Support respectful workplace campaigns
There are a number of campaigns advocating for respectful and equal workplaces.

There are a number of campaigns advocating for respectful and equal workplaces. Campaigns such as Stop it at the Start, Doing Nothing Does Harm and Call it out have resources you can use at your workplace.
These campaigns highlight through everyday scenarios the way attitudes and behaviours that disrespect women are excused or trivialised, and contribute to different forms of gender-based harm, including sexual harassment.
Stop it at the Start is an initiative aimed at adults who interact with young people: parents and family members of children aged 10 to 17, and teachers, coaches, community leaders and employers of young people. It aims to help break the cycle of violence against women by encouraging adults to reflect on their attitudes, and have conversations about respect with young people.

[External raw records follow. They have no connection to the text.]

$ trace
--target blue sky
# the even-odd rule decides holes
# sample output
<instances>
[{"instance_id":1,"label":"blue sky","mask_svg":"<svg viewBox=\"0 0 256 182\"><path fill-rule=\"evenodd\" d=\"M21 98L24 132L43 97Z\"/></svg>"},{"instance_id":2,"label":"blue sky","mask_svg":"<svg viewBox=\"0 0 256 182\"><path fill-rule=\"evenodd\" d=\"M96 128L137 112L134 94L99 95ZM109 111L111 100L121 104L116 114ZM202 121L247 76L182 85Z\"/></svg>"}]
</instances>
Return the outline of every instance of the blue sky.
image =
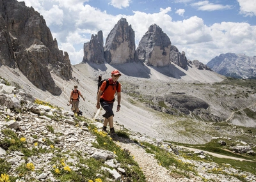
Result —
<instances>
[{"instance_id":1,"label":"blue sky","mask_svg":"<svg viewBox=\"0 0 256 182\"><path fill-rule=\"evenodd\" d=\"M188 59L207 64L220 54L256 56L256 0L24 0L46 20L72 64L83 61L83 45L100 30L106 40L121 18L138 47L156 24Z\"/></svg>"}]
</instances>

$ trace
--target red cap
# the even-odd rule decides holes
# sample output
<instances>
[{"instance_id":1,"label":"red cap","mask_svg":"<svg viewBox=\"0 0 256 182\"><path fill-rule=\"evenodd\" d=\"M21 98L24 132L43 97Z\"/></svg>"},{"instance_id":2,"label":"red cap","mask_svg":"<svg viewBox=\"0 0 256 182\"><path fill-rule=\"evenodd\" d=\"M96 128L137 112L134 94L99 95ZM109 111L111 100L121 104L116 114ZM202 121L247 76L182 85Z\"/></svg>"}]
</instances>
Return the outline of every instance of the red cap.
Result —
<instances>
[{"instance_id":1,"label":"red cap","mask_svg":"<svg viewBox=\"0 0 256 182\"><path fill-rule=\"evenodd\" d=\"M111 75L122 75L121 73L119 72L118 70L115 70L114 71L113 71L111 72Z\"/></svg>"}]
</instances>

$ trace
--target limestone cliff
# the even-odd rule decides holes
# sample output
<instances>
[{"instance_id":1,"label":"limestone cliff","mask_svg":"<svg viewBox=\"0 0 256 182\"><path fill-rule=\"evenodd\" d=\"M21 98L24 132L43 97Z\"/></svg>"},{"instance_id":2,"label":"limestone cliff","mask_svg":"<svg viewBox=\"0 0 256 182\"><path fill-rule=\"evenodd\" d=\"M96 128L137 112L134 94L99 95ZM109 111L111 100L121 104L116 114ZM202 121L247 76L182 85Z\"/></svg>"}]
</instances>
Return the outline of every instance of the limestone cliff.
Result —
<instances>
[{"instance_id":1,"label":"limestone cliff","mask_svg":"<svg viewBox=\"0 0 256 182\"><path fill-rule=\"evenodd\" d=\"M227 77L256 78L256 56L228 52L212 59L207 65L215 72Z\"/></svg>"},{"instance_id":2,"label":"limestone cliff","mask_svg":"<svg viewBox=\"0 0 256 182\"><path fill-rule=\"evenodd\" d=\"M140 41L136 50L138 59L147 65L168 65L171 45L169 37L162 29L156 24L152 25Z\"/></svg>"},{"instance_id":3,"label":"limestone cliff","mask_svg":"<svg viewBox=\"0 0 256 182\"><path fill-rule=\"evenodd\" d=\"M97 34L92 34L90 42L84 44L83 62L92 62L97 64L105 62L102 31L99 31Z\"/></svg>"},{"instance_id":4,"label":"limestone cliff","mask_svg":"<svg viewBox=\"0 0 256 182\"><path fill-rule=\"evenodd\" d=\"M180 53L176 46L171 46L170 50L170 61L182 68L187 67L188 59L185 56L185 52L182 51Z\"/></svg>"},{"instance_id":5,"label":"limestone cliff","mask_svg":"<svg viewBox=\"0 0 256 182\"><path fill-rule=\"evenodd\" d=\"M0 0L0 66L19 68L32 84L53 95L61 90L51 72L72 77L67 52L58 49L44 17L24 2Z\"/></svg>"},{"instance_id":6,"label":"limestone cliff","mask_svg":"<svg viewBox=\"0 0 256 182\"><path fill-rule=\"evenodd\" d=\"M134 31L125 19L121 19L108 34L104 50L106 61L111 64L134 61Z\"/></svg>"}]
</instances>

The campaign’s starting point is that violence against women begins with disrespectful behaviour, that adults have the strongest influence on young people's attitudes about disrespect towards women, and that excusing disrespectful and aggressive behaviours towards girls and women is learned from an early age.

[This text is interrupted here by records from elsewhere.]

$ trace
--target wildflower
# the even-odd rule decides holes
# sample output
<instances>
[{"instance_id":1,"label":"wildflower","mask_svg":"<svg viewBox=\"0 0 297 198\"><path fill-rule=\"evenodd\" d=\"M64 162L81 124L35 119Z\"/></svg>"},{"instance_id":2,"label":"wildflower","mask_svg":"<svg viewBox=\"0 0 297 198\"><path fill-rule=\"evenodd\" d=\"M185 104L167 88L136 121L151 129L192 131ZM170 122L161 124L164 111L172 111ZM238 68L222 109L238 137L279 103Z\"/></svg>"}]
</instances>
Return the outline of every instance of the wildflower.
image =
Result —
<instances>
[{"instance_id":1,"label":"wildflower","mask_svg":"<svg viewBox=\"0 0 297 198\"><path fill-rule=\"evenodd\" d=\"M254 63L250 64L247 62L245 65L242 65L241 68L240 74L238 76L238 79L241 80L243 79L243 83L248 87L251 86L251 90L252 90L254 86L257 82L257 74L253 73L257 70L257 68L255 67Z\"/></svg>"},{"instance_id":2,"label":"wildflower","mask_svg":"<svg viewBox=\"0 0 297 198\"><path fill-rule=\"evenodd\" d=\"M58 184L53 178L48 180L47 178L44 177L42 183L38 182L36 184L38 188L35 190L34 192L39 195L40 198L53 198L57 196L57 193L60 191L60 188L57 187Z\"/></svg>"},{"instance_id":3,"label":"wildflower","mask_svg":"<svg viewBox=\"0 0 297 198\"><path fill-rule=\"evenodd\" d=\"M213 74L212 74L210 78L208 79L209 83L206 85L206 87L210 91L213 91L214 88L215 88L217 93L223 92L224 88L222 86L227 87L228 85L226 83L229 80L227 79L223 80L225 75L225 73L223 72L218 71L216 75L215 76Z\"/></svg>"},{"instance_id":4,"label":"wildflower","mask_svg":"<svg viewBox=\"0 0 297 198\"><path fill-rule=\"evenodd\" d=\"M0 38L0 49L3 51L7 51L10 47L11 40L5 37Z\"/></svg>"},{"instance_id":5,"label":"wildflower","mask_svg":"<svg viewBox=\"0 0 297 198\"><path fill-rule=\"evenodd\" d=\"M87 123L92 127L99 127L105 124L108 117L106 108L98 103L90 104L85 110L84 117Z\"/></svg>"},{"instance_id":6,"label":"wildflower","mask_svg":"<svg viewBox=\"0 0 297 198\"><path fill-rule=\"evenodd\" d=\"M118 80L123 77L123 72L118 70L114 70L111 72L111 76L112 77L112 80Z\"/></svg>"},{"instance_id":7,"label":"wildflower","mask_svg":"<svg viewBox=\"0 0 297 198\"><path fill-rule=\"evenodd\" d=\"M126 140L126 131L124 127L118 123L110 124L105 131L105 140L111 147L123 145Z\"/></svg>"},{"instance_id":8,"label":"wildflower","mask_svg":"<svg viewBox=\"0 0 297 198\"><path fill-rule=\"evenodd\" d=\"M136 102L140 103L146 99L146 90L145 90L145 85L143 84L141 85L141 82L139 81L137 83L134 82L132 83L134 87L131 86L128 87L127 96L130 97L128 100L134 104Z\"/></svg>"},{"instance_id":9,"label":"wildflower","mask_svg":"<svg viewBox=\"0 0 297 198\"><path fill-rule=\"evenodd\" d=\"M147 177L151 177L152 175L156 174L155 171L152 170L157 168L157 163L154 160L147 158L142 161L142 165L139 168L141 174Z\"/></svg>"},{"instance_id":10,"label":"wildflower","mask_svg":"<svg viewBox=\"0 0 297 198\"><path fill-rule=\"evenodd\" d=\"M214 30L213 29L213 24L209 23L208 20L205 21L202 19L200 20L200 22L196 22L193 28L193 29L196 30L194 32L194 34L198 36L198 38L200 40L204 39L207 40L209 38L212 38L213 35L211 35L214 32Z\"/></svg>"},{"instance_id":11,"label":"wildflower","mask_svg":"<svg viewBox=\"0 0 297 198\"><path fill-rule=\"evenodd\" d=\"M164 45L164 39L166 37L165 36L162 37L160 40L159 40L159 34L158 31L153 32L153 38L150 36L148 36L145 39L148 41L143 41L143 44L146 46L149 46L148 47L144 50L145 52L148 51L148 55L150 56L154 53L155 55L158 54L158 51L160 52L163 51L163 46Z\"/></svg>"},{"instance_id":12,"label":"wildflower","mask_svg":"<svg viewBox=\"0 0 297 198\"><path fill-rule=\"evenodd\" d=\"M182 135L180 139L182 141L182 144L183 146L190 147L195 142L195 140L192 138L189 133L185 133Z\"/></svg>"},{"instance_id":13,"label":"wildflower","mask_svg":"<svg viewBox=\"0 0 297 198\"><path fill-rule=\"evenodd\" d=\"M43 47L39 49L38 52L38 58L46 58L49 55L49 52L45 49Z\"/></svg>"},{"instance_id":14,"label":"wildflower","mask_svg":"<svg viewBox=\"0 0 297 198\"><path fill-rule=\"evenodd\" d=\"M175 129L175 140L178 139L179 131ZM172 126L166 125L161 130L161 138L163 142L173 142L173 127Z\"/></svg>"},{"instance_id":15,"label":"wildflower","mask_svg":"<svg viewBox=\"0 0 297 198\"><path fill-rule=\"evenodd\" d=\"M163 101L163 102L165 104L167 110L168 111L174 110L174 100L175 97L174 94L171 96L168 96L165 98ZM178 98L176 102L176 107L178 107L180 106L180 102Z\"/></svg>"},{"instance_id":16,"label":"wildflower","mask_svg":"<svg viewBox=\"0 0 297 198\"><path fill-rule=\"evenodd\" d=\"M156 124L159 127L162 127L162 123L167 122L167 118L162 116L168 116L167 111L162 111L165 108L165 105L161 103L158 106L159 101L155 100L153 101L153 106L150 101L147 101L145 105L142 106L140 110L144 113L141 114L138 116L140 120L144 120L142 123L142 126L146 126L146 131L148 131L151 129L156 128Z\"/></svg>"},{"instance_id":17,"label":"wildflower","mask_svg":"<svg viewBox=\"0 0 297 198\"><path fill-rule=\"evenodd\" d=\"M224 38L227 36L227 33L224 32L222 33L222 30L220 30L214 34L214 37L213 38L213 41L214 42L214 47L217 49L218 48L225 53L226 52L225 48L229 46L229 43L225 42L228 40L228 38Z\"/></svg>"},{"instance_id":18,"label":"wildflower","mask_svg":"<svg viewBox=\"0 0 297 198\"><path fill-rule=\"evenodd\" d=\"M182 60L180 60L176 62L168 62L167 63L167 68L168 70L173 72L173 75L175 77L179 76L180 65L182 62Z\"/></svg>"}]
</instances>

For more resources from Stop it at the Start go to their website.
Our Watch’s Doing Nothing Does Harm campaign recognises that disrespect towards women is an underlying driver of high levels of violence against women, and seeks to create a culture where disrespect towards women is unacceptable. Its focus is on encouraging active bystander action across the community and motivating people to do something when they see or hear disrespect towards women.

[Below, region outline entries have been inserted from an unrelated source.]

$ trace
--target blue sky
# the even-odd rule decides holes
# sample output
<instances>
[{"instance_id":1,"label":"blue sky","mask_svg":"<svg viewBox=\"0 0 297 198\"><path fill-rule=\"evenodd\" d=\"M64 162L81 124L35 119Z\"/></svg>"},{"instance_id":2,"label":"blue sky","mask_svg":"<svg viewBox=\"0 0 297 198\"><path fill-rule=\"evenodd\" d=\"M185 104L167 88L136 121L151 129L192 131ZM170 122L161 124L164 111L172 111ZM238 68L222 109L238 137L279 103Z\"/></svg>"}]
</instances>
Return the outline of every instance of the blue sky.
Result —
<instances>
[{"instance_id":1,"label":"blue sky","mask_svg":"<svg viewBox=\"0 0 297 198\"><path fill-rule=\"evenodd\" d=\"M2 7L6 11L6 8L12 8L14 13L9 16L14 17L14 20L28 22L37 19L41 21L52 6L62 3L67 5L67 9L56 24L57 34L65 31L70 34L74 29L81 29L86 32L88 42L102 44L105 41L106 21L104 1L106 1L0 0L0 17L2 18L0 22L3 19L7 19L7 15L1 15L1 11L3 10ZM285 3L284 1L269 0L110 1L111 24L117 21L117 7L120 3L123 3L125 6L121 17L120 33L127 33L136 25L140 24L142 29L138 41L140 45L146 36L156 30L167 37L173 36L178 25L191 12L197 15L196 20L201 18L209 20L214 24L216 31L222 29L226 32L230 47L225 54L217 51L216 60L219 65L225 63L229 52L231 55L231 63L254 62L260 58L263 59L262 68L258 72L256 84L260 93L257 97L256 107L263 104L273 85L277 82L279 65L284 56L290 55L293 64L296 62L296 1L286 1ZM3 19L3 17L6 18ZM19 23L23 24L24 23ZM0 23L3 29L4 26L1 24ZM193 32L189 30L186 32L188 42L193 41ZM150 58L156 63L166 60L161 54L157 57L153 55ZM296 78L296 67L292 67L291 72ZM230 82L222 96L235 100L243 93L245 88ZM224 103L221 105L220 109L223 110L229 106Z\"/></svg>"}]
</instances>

For more resources from Doing Nothing Does Harm go to their website.
Respect Victoria’s Respect Women: Call it out–active bystander campaign targets sexual harassment on public transport. The campaign’s webpage outlines what behaviours may constitute sexual harassment and sets out simple steps to become an active bystander. The campaign aims to ‘get as many people from right across the state of Victoria to understand the most effective and safest ways to call out all forms of sexual harassment witnessed on public transport’
For more resources from Call it out go to their website.
All of these campaigns have in common a recognition of the gendered drivers of violence against women and that eliminating violence means shifting these societal attitudes and norms. For example, Respect Victoria’s campaign identifies that:
violence against women is primarily driven by gender inequality … this campaign aims to disrupt the social norms, practices and structures that allow it to happen
The campaigns all use examples from ‘real life’ to show the subtle (and sometimes overt) nature of the behaviours that condone and reinforce gender inequality. As they are universal campaigns - targeting all people across the community - they also ensure high levels of engagement with men. Take a look at the campaign materials and use them to good effect at your workplace.